I'm impulsive. Applying for this trip was exciting. I was coming out of a difficult season in my life and the anticipation of the race gave me something to look forward to and made the mundane tasks of everyday life seem more exciting. Raising support was a challenge which I gladly rose to. It was making the jewelry I planned to sell, and selling it affirmed both my talents and my trip.
However . . .
the spontaneous, adventurous side of me often forgets that the decisions which were easy to make on impulse may not be so easy to follow through on. And the World Race, my friends, is no easy follow through. NOPE. This is a year of my life.
TELLING people I going away for a year to spread love and hope to people around the world was fun and easy.
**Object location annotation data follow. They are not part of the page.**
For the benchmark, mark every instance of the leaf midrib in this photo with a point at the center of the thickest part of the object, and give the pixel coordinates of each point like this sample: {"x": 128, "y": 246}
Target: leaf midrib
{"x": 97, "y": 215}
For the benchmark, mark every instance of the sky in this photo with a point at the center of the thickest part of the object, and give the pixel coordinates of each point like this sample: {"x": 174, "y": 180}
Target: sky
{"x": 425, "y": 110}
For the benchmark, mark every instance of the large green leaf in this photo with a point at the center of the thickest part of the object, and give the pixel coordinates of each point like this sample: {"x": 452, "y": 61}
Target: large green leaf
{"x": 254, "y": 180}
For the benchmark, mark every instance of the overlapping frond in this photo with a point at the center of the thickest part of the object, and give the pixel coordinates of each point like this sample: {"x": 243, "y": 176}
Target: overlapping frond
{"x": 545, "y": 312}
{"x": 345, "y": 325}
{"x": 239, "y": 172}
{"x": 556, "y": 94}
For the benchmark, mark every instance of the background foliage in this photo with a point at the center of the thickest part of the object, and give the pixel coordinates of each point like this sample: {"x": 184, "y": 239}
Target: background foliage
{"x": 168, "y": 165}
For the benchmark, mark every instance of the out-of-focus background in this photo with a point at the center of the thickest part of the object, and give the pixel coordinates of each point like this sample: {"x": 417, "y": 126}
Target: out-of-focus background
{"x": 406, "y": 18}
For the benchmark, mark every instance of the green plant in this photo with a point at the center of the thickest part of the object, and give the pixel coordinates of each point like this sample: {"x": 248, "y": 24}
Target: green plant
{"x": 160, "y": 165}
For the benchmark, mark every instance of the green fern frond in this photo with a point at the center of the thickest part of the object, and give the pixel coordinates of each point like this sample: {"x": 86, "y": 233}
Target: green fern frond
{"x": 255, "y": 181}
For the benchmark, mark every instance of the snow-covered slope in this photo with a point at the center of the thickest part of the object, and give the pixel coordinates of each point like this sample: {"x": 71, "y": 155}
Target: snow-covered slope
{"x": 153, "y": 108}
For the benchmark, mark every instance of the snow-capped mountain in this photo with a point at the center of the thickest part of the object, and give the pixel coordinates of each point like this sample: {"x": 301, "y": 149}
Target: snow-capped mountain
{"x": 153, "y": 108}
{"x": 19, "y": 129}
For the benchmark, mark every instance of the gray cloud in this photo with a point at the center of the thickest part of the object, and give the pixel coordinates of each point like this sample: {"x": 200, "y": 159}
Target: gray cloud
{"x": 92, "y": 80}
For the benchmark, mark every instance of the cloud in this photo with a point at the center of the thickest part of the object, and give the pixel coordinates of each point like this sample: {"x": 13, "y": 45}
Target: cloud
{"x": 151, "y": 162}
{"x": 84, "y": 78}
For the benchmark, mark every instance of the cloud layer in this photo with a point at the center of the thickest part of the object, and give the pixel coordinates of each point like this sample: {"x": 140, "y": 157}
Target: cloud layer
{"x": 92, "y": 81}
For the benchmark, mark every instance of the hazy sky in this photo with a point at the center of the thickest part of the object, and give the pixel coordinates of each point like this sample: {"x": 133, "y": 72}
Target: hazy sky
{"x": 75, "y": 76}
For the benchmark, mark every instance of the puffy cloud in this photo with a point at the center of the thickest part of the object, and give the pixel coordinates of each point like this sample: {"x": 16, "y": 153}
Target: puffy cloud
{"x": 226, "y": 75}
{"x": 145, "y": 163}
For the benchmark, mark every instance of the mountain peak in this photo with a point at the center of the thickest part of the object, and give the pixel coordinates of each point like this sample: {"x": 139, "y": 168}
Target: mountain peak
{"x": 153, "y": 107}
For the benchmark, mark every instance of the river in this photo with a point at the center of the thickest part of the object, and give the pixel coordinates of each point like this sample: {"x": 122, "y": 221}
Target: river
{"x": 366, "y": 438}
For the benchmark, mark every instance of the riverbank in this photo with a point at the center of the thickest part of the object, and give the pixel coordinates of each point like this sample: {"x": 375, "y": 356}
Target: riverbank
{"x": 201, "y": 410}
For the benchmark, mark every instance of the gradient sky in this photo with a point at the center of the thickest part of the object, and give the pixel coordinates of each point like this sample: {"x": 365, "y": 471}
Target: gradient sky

But the butterflies that invaded my stomach as I pulled into training camp brought with them the realization that I was leaving the country – my friends, my family, my job, my bed, my comforts, my life, and most likely ice cream – for an entire year.
As I went to training sessions I heard stories about sleeping in the back of a semi truck with street kids, falling out of a raft into the Nile River, 40 hour bus rides with 50 people sharing 23 spaces, missing trains, losing tickets, throwing up, and worse. But what I heard even more loudly than all of that was the peace of God reminding me that none of this was about me or my comfort. He had brought me here "for such a time as this," to go and share wit the world the abundant love and hope that He has so freely given to me. If I have to spend 40 hours on a bus with no air condition, no food, and no bathroom that is a small price I am willing to pay if it means bringing hope to the hopeless. For, as Mr. Magorium challenges his apprentice, "[Our] life is an occasion, [we must] rise to is."